Più complicato, anzi generalmente inverso, il percorso per avvocati e commercialisti.

«In primo luogo, sono tantissimi e la concorrenza è forte», sottolinea Cetti Galante, amministratore delegato di Intoo, società del gruppo Gi Group specializzata in outplacement e percorsi di crescita personale.

«Tra queste professioni intellettuali, il trend era visibile alcuni anni fa, quando era frequente abbandonare lo studio di cui si era socio o collaboratore, per tentare la carriera in autonomia, dopo essersi specializzato su un versante particolare, ad esempio la finanza. Oggi, legali, tributaristi, giuslavoristi e altri professionisti del settore tendono a mettersi insieme, perché se l’attività resta su dimensioni troppo piccole si corre il rischio di sparire».

La strada dell’autonomia

Ma qual è la ricetta giusta per mettersi in proprio? «Distinguiamo due casi. Quello più frequente - specifica Stella - è il lavoratore iscritto a un Ordine professionale che diventa autonomo, ma per restare nel proprio campo di competenze. In questo caso, bisogna puntare innanzitutto su alcuni vantaggi della nuova condizione, come la flessibilità degli orari, la possibilità di operare da casa o in un coworking, senza spese folli per l’ufficio, e sulla convenienza fiscale della flat tax».

Le regole d’oro

Ma si può pensare anche più in grande, cioè dar vita a un’impresa, perché si è annusata una nicchia di mercato in cui infilarsi o, perché no, per dedicarsi completamente ad altro.

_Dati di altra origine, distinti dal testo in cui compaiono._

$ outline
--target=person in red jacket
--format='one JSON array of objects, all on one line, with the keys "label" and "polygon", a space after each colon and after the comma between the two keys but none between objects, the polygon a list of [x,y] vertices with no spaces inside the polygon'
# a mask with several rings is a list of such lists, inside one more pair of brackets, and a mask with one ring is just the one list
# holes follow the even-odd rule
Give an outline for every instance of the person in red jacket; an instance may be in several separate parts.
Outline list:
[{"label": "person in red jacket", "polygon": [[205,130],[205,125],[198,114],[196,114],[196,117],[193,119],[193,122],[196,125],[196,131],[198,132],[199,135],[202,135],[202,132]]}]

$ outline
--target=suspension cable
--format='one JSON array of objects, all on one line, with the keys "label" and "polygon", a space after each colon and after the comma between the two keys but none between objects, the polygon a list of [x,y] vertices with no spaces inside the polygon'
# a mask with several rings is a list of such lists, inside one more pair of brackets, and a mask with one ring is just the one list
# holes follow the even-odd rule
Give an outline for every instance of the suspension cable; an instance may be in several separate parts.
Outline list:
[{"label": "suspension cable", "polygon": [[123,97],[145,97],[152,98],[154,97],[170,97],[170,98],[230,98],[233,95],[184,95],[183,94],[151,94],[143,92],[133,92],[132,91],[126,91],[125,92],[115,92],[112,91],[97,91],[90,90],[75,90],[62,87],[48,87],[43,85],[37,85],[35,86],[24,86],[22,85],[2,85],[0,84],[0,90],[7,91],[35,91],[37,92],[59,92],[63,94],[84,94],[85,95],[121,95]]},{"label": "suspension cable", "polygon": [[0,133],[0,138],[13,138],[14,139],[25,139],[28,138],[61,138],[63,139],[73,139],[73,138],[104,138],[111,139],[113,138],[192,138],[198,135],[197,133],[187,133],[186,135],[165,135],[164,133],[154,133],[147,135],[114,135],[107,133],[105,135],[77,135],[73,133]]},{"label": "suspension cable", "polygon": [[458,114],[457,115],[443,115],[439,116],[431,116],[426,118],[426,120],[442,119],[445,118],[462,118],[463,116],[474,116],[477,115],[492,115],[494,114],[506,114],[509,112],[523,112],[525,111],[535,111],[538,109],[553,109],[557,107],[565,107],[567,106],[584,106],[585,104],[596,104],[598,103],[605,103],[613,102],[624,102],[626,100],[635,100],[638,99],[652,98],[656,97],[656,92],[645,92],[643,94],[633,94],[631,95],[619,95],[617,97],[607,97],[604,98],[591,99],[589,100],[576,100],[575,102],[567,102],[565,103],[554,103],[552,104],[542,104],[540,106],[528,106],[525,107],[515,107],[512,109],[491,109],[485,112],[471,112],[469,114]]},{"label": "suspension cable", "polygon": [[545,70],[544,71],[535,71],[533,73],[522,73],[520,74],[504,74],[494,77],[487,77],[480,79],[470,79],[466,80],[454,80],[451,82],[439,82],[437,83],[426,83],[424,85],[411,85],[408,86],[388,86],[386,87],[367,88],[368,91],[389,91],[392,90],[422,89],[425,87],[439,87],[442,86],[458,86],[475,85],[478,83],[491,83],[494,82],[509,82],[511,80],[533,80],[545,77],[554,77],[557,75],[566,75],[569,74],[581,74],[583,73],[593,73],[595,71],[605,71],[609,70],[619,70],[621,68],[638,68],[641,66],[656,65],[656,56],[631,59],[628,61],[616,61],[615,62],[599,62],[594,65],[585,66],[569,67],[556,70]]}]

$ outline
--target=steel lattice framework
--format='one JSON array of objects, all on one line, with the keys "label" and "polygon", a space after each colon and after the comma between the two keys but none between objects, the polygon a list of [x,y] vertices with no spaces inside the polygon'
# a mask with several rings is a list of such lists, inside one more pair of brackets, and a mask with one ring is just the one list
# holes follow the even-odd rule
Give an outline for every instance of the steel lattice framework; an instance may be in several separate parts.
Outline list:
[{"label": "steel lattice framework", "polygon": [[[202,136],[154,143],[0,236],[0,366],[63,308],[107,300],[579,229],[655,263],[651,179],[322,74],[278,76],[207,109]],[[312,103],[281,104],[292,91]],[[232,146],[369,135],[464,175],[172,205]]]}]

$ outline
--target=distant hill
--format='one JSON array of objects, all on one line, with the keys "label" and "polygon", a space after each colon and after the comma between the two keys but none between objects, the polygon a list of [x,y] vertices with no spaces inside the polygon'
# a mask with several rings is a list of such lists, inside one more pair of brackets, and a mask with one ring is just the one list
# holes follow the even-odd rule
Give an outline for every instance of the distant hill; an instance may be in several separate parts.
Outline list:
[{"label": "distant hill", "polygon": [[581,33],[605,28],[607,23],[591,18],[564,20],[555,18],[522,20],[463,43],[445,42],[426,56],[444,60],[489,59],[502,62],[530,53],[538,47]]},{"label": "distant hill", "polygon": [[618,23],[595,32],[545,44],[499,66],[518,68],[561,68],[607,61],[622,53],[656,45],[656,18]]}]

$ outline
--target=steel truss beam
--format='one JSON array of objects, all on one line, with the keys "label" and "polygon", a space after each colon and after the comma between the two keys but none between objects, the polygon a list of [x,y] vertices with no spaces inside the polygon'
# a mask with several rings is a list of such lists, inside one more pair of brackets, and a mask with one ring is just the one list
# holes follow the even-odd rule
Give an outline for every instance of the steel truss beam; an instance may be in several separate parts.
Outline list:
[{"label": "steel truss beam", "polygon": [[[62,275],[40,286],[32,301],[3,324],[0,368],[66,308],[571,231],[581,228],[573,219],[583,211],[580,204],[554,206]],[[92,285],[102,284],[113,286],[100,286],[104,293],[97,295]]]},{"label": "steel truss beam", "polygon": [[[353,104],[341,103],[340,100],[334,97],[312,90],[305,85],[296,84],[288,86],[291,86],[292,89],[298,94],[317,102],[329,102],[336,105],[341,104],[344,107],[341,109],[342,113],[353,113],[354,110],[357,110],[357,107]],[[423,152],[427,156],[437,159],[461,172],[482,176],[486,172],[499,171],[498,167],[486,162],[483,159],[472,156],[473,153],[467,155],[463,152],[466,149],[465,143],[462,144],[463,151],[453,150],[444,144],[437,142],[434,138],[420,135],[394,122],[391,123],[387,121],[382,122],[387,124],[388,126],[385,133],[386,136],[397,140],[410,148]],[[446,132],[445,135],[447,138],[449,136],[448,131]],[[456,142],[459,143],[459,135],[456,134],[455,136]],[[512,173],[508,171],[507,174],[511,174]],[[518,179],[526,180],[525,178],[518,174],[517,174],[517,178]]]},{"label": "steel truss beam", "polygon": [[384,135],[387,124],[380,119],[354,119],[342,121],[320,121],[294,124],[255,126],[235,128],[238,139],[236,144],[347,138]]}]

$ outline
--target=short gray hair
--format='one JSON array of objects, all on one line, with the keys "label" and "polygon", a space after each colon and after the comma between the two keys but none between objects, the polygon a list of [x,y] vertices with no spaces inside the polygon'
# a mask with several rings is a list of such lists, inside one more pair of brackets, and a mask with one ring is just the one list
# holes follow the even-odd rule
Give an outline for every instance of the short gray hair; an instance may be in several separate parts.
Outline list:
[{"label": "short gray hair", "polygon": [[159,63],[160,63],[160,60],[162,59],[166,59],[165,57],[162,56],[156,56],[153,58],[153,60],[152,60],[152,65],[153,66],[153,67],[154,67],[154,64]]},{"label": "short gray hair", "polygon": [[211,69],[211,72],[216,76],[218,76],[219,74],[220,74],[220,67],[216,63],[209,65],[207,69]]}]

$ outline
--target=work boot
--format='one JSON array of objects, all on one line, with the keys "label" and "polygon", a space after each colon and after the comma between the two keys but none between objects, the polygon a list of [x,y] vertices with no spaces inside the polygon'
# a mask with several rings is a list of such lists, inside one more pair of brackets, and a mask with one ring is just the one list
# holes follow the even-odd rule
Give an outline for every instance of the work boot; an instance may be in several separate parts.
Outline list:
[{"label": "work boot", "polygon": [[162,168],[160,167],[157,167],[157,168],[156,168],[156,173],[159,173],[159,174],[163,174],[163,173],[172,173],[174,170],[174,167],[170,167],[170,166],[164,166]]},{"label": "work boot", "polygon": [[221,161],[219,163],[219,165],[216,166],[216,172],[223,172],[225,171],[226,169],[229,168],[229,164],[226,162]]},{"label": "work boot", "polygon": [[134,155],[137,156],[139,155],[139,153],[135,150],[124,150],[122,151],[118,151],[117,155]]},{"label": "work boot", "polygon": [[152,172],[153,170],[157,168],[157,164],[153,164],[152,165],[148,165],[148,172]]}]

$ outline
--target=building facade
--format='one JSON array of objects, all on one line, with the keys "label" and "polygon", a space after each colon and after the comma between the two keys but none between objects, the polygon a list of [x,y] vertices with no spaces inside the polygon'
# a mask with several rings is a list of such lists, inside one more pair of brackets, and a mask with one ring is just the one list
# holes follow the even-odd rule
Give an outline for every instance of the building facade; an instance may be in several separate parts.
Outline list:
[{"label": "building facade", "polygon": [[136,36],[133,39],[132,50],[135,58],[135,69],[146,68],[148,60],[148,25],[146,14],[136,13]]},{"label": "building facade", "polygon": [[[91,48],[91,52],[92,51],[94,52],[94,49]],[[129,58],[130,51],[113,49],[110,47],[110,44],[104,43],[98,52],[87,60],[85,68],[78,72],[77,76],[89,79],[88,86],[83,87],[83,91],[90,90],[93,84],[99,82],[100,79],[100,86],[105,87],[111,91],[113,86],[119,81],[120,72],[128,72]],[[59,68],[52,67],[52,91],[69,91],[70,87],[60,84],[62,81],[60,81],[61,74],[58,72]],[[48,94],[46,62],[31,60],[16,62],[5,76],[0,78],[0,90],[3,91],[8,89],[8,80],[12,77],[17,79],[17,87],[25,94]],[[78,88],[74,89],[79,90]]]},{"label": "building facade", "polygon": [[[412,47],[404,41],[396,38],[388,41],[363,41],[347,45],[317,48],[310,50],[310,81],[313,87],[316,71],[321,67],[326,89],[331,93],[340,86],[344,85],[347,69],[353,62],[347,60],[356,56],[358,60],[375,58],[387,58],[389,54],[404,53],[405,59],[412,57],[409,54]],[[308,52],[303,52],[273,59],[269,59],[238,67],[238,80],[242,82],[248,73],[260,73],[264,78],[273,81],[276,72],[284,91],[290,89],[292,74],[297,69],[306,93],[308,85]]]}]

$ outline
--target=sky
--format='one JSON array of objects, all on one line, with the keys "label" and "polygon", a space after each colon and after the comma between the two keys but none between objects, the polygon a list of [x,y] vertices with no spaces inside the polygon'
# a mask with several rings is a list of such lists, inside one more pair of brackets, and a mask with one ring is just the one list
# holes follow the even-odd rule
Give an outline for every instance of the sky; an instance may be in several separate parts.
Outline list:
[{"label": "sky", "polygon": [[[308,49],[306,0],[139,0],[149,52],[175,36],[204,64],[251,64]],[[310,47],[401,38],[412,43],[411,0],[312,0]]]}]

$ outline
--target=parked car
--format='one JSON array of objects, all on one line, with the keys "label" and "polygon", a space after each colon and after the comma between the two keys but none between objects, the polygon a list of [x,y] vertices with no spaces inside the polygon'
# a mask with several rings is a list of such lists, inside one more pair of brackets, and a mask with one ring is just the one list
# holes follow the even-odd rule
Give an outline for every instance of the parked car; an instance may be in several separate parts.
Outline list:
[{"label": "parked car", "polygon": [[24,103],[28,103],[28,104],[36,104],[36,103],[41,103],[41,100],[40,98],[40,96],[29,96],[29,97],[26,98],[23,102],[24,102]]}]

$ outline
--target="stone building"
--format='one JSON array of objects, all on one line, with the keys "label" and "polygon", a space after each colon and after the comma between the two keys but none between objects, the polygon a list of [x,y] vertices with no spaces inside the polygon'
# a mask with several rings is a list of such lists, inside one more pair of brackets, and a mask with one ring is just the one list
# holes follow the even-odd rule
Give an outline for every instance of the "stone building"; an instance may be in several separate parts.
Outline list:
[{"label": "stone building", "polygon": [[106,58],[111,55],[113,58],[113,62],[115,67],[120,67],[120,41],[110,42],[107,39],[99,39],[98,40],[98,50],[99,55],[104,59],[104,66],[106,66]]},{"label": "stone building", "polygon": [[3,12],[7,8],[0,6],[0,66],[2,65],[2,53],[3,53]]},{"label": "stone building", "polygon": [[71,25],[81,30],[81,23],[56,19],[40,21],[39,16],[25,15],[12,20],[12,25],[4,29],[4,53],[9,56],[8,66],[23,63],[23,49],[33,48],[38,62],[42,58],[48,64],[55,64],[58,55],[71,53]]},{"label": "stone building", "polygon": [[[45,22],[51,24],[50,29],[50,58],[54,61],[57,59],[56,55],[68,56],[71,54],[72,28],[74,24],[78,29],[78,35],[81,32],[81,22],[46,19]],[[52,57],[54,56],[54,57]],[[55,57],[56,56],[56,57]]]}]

«Prima regola, non farsi spaventare dall’impegno economico. Anche 50mila euro bastano per partire. Seconda, oggi chi si occupa di sviluppare imprese, dagli incubatori ai venture capital agli acceleratori di qualsiasi forma, ha letteralmente fame di idee nuove. Le porte sono spalancate. Anche perché, al contrario di quanto si pensi, le start up hanno un grande tasso di mortalità ma quelle di successo e che resistono alla fase di partenza sono fatte da 50enni, non da ragazzini», dice Galante di Intoo.

«Allo stesso tempo, non bisogna innamorarsi dell’idea iniziale. Può fallire o modificarsi in corso d’opera: è necessario raccogliere quante più osservazioni e consigli possibile. Nessuno cada nell’illusione di avere l’intuizione del secolo, da sviluppare in segreto. È un atteggiamento che non porta da nessuna parte».

Dalla passione al business

E c’è un altro aspetto da considerare, cioè se sia possibile trasformare una semplice passione in un’attività, meglio se di nicchia, così da cambiare del tutto vita. «Nel corso della carriera ho collezionato una serie di casi straordinari», testimonia l’amministratore di Intoo. «Una manager, ex Olivetti, che adesso commercia sedie antiche, prodotte a mano da artigiani veneti. Ha l’agenda piena e si diverte. O professionisti che hanno trasformato il vigneto e la casa in campagna in una vera impresa vitivinicola, con annesso relais. Oppure un 55enne, uscito da una grande azienda, che aveva la passione per il restauro degli strumenti antichi. Si è specializzato e ne ha fatto un mestiere».